I agree that it may be *the* main point as written, but I don't think it
*is* the main point of many existing corpora that are written in OWL
and RDF, and there are many service concepts related to other purposes
of formal information models that go beyond what one might expect a
"terminology" to support.  The question is more one of the scope of
CTS2 than the "focus" of API4KB.  If the scope of CTS2 is all of ISO
11179-3 ed3, then the distinctions are going to be almost entirely
about reasoning.    (023)

> So, I tend to consider that a CTS2 and API4KB are both of interest.    (024)

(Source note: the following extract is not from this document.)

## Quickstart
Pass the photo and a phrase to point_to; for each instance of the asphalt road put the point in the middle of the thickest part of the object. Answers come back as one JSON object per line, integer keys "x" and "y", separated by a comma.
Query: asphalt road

I agree completely.    (025)

> They may be overlapping in the sense that a CTS2 implementation may be used 
>by a API4KB implementation to access to terminologies ("basic elements for 
>semantics"), even if that would be a clumsy implementation!
>    (026)

This is the wrong way to think about it.  Per the recently proposed
"future standards architecture for ISO TC184/SC4", the
"meta-relationship" between an ontology declaration and a
"terminological entry" in a "pure terminology" is just a URI, or some
similar form of bibliographic citation.  It means:  this symbol in the
formal language represents (or formalizes) the same concept as this
term in the dictionary.  In most cases, the orthography in the
ontology will be similar, the ontology will provide an "annotation"
that replicates or paraphrases the natural language definition, and it
may provide a formal definition that is equivalent.  That is why an
ontology repository is perfectly capable of supporting some
terminology services directly.    (027)

But underlying the verbiage, a primary Healthcare intent for CTS is
about "data element dictionaries" -- the relationship between _codes_
and jargon terms and natural language definitions.  That is the
substance of the model in ISO 11179-3:2004 (which is what the NCI
people use for this).  "Codes" are designations for the concept in a
different kind of formal language, and that is not an ontological
concept, although it is often an information modeling concept.    (028)

So for OMG, the requirement should be that the same service has the
same service specification in both standards.  The trick is to sort
out the truly terminology services that are common to ontologies,
dictionaries and data element dictionaries.  And all of that should be
coordinated with the (still draft) information model of that stuff in
JTC1/SC32.
Alternatively, we can ask ourselves how many more silos we want to produce.    (029)

-Ed    (030)


--
Edward J. Barkmeyer                        Email: edbark@xxxxxxxx
National Institute of Standards & Technology
Manufacturing Systems Integration Division
100 Bureau Drive, Stop 8263                Tel: +1 301-975-3528
Gaithersburg, MD 20899-8263                FAX: +1 301-975-4694    (031)

"The opinions expressed above do not reflect consensus of NIST,
 and have not been reviewed by any Government authority."